Après le titre mondial, des milliers de Kylian Mbappé en herbe vont gonfler les effectifs du football amateur, une vague bleue parfois difficile à gérer : « le robinet s’est ouvert d’un coup » et les clubs risquent d’être submergés.
L’épopée russe de l’équipe de France? Côté pile, un élan formidable pour le sport de masse. Côté face, un casse-tête pour certains des 15.000 clubs de l’Hexagone, pressés d’accueillir les nouveaux férus de ballon rond. « Le robinet s’est ouvert d’un coup mais il faut avoir le récipient qui ait une contenance assez suffisante pour ne rien renverser. Et, pour le moment, les verres sont un peu trop petits », commente Damien Ledentu, directeur général délégué de la Ligue Occitanie.

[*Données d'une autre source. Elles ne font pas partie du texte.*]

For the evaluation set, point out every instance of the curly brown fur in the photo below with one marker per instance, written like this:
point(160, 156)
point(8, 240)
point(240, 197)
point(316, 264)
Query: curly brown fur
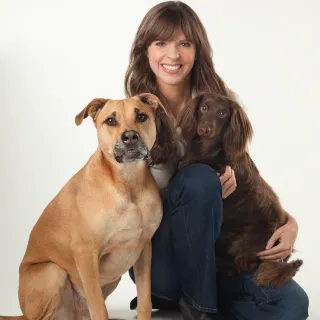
point(218, 130)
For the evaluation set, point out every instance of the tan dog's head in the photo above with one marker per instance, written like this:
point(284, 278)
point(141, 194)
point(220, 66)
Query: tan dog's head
point(133, 129)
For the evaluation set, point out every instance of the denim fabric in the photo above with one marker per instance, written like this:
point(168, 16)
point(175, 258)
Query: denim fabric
point(183, 259)
point(242, 299)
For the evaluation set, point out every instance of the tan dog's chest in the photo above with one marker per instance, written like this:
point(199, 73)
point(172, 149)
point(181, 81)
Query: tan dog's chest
point(124, 231)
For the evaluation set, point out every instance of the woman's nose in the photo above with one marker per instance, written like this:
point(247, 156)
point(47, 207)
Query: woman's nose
point(173, 52)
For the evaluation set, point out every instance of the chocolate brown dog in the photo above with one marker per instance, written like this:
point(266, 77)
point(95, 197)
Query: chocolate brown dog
point(101, 222)
point(218, 131)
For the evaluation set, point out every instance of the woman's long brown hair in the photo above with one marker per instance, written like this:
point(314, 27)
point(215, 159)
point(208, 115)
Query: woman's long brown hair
point(163, 22)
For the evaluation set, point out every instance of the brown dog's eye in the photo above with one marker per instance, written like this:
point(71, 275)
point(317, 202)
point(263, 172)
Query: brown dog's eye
point(111, 121)
point(222, 113)
point(141, 117)
point(204, 108)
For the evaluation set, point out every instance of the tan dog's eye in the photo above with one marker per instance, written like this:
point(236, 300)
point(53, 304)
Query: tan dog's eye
point(222, 113)
point(111, 121)
point(141, 117)
point(204, 108)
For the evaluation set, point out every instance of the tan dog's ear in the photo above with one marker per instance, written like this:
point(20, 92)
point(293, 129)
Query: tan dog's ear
point(92, 109)
point(166, 139)
point(238, 133)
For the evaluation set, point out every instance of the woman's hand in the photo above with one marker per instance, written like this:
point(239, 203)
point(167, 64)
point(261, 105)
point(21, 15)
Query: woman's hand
point(286, 235)
point(228, 182)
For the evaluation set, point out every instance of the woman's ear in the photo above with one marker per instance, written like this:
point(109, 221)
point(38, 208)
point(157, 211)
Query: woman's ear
point(239, 132)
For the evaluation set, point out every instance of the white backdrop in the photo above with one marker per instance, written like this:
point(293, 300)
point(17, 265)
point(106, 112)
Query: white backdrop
point(55, 56)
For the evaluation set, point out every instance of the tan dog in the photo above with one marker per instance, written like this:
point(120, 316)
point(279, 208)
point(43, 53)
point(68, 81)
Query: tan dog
point(101, 222)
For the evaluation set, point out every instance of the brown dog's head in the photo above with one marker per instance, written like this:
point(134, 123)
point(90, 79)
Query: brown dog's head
point(133, 129)
point(209, 116)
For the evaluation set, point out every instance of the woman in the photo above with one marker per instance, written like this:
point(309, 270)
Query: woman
point(171, 58)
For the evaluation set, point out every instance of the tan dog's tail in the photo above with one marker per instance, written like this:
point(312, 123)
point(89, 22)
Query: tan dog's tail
point(277, 273)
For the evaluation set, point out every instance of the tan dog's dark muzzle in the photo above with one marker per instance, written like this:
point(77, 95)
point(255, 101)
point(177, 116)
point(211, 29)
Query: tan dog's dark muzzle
point(131, 148)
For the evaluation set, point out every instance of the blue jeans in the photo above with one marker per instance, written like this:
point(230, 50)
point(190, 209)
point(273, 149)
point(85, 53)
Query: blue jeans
point(183, 259)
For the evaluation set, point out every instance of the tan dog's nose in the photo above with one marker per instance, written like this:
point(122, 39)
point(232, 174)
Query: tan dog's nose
point(130, 138)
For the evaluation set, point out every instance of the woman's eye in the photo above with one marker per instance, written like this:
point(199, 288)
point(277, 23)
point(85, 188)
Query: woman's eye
point(141, 117)
point(204, 108)
point(111, 121)
point(160, 44)
point(222, 113)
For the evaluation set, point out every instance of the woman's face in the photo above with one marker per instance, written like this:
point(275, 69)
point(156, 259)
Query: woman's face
point(171, 61)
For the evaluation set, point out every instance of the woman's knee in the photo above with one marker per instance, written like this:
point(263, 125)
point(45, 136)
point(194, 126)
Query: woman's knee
point(297, 301)
point(164, 286)
point(196, 181)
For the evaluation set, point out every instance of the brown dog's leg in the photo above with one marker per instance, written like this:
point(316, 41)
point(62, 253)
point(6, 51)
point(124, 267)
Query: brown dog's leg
point(88, 267)
point(142, 274)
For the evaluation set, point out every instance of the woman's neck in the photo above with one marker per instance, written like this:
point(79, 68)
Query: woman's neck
point(177, 96)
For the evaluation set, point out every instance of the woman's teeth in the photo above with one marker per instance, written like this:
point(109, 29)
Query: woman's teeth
point(172, 68)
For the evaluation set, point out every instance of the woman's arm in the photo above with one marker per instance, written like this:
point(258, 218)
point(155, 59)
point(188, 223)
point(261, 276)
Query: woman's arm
point(286, 235)
point(228, 182)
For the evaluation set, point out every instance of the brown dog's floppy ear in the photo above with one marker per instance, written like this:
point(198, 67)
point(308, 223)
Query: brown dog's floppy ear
point(187, 119)
point(166, 139)
point(238, 133)
point(92, 109)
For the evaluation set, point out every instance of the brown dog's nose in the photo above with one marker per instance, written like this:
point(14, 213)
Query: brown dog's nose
point(130, 137)
point(205, 131)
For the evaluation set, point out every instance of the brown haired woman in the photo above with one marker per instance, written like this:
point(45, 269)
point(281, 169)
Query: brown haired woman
point(171, 58)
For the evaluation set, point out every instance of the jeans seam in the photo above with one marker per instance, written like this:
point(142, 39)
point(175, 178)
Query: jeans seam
point(266, 296)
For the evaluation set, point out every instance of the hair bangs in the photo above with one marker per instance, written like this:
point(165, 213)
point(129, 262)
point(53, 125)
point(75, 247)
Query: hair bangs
point(167, 25)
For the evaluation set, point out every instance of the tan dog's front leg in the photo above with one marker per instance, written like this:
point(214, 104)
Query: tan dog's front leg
point(88, 268)
point(142, 274)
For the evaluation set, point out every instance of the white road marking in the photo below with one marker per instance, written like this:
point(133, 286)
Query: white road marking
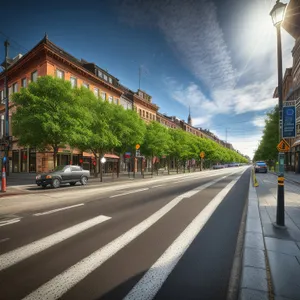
point(60, 284)
point(152, 281)
point(11, 221)
point(157, 186)
point(130, 192)
point(58, 209)
point(10, 258)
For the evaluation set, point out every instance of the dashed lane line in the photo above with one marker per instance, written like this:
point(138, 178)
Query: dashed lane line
point(58, 209)
point(129, 192)
point(60, 284)
point(154, 278)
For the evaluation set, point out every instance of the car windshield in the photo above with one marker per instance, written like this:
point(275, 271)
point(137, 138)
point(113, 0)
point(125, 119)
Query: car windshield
point(59, 168)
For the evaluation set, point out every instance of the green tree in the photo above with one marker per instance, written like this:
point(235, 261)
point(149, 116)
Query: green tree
point(47, 114)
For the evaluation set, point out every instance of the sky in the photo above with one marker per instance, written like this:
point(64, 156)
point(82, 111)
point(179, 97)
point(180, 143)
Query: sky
point(217, 57)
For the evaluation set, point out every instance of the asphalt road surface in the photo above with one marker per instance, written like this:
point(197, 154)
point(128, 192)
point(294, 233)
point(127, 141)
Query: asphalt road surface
point(173, 239)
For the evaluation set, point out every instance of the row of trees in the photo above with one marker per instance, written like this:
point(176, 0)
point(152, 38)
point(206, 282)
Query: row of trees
point(51, 114)
point(267, 150)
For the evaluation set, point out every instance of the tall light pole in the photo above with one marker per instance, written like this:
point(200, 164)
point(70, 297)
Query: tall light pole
point(277, 14)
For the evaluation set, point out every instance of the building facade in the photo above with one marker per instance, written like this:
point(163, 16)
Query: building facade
point(48, 59)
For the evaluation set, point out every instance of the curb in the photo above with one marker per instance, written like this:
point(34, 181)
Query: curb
point(255, 280)
point(286, 179)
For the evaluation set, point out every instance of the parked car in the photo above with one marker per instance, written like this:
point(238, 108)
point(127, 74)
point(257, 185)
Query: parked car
point(260, 167)
point(63, 174)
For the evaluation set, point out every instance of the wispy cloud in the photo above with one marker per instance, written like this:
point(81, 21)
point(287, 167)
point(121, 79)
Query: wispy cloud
point(259, 121)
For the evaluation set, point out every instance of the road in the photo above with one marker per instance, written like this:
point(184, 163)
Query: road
point(168, 239)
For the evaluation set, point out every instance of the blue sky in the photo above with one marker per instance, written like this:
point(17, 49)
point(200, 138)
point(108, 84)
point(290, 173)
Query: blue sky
point(219, 57)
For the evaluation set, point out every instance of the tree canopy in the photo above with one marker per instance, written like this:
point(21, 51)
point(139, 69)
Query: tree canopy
point(52, 114)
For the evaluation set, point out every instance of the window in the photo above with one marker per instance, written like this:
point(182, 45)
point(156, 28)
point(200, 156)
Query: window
point(103, 96)
point(24, 82)
point(34, 76)
point(60, 74)
point(73, 81)
point(15, 87)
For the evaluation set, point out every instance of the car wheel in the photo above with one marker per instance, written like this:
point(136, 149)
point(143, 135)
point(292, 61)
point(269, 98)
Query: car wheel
point(55, 183)
point(83, 180)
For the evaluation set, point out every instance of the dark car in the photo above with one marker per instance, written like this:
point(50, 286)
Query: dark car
point(260, 167)
point(63, 174)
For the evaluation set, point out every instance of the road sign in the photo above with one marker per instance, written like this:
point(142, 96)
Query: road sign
point(283, 146)
point(289, 122)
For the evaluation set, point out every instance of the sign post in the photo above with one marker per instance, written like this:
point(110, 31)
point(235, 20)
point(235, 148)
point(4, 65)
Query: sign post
point(3, 181)
point(289, 119)
point(202, 155)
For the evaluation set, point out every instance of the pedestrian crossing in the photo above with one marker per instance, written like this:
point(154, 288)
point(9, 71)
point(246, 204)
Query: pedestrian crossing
point(148, 286)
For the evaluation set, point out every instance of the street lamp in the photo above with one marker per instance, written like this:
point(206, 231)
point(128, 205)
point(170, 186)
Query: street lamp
point(277, 14)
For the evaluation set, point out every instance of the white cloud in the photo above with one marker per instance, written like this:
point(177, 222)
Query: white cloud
point(259, 121)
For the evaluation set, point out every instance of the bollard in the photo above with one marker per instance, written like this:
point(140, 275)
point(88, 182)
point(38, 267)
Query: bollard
point(3, 182)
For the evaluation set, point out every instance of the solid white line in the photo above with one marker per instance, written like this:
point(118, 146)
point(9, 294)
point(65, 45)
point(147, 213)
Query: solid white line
point(130, 192)
point(4, 240)
point(152, 281)
point(8, 222)
point(10, 258)
point(58, 209)
point(60, 284)
point(157, 186)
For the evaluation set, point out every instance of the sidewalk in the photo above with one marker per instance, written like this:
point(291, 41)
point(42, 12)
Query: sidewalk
point(290, 176)
point(271, 258)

L’argent n’est pas le premier frein mais plutôt le manque de terrains parfois, d’entraîneurs et de bénévoles d’autres fois. A Lyon, « le président du FC Gerland me disait récemment : on ne peut pas (prendre tous les jeunes), on a un seul terrain et 500 licenciés », rapporte ainsi Bernard Barbet, président d’une Ligue Auvergne Rhône-Alpes comptant près de 259 000 licenciés en fin de saison dernière. Le dirigeant s’attend à voir ses effectifs gonfler de « presque 5% », un phénomène classique après un grand tournoi de football, surtout quand les Bleus y excellent.
Hausse d’environ 10%
A chaque fois ou presque, le foot des villes et des campagnes est confronté à une crise de croissance : +50 000 licenciés la saison suivant l’Euro-2016 (finale), +180 000 après le Mondial-2006 (finale) et un peu moins (presque 178 000) après l’obtention de la première étoile mondiale en 1998 en France. Si « l’effet Mondial-2018 » n’est pas encore mesurable, « la tendance devrait être une augmentation de l’ordre de 10% », avance-t-on du côté de la Fédération française de football (FFF), la première en France en nombre de licenciés, avec 1 977 562 recensés en fin de saison dernière, dont 8% de femmes.
Cependant, accroître les effectifs n’est pas un objectif en soi, précise la Fédération, assurant que « sa principale préoccupation est d’abord de bien accueillir les licenciés dans les clubs ». La qualité avant la quantité : c’est aussi le crédo de Damien Ledentu, une position indispensable selon lui pour surfer le plus longtemps possible sur la vague bleue. « Le plus difficile c’est de fidéliser » les nouveaux arrivants, les encadrer, leur donner la possibilité de jouer, même si leur niveau n’est pas excellent, dit-il. Sinon, « ils vont rester sur le carreau une fois, deux fois, et la troisième, ils vont dire : maman, papa, je veux plus y aller ».
Le temps plus que l’argent
Pour l’ancien arbitre du championnat de France (1998-2011), « les parents cherchent avant tout un club qui est structuré, avec des entraîneurs diplômés pour pouvoir confier leurs enfants dans de bonnes conditions ». C’est le choix fait par l’US Jeumont (Nord), premier club du latéral des Bleus Benjamin Pavard, dont les inscriptions chez les jeunes ont été multipliées par trois après le Mondial. « Il a fallu recruter un éducateur supplémentaire et on a fait le choix de la qualité, avec un entraîneur qui travaille dans un club professionnel en Belgique, à Charleroi », explique son président, Hamza Farchiche. L’argent n’est pas un problème, selon lui, « le plus difficile reste de trouver des bénévoles ».
La FFF rappelle avoir débloqué, mi-septembre, une enveloppe supplémentaire de 10 millions d’euros à destination du football amateur, à ajouter aux plus de 80 millions d’euros (29,5 millions d’aides aux ligues et districts, 21 aux clubs, 24,1 aux clubs nationaux et 5,5 pour l’animation du football amateur) votés avant le Mondial pour l’exercice 2018/2019. « Il faut convenir que, par rapport à certaines époques, on a quand même une aide qui est très correcte », se félicite Bernard Barbet, l’ancien président de la Ligue du football amateur (LFA) vantant par ailleurs le niveau des structures sportives « en nette amélioration par rapport à 98 ».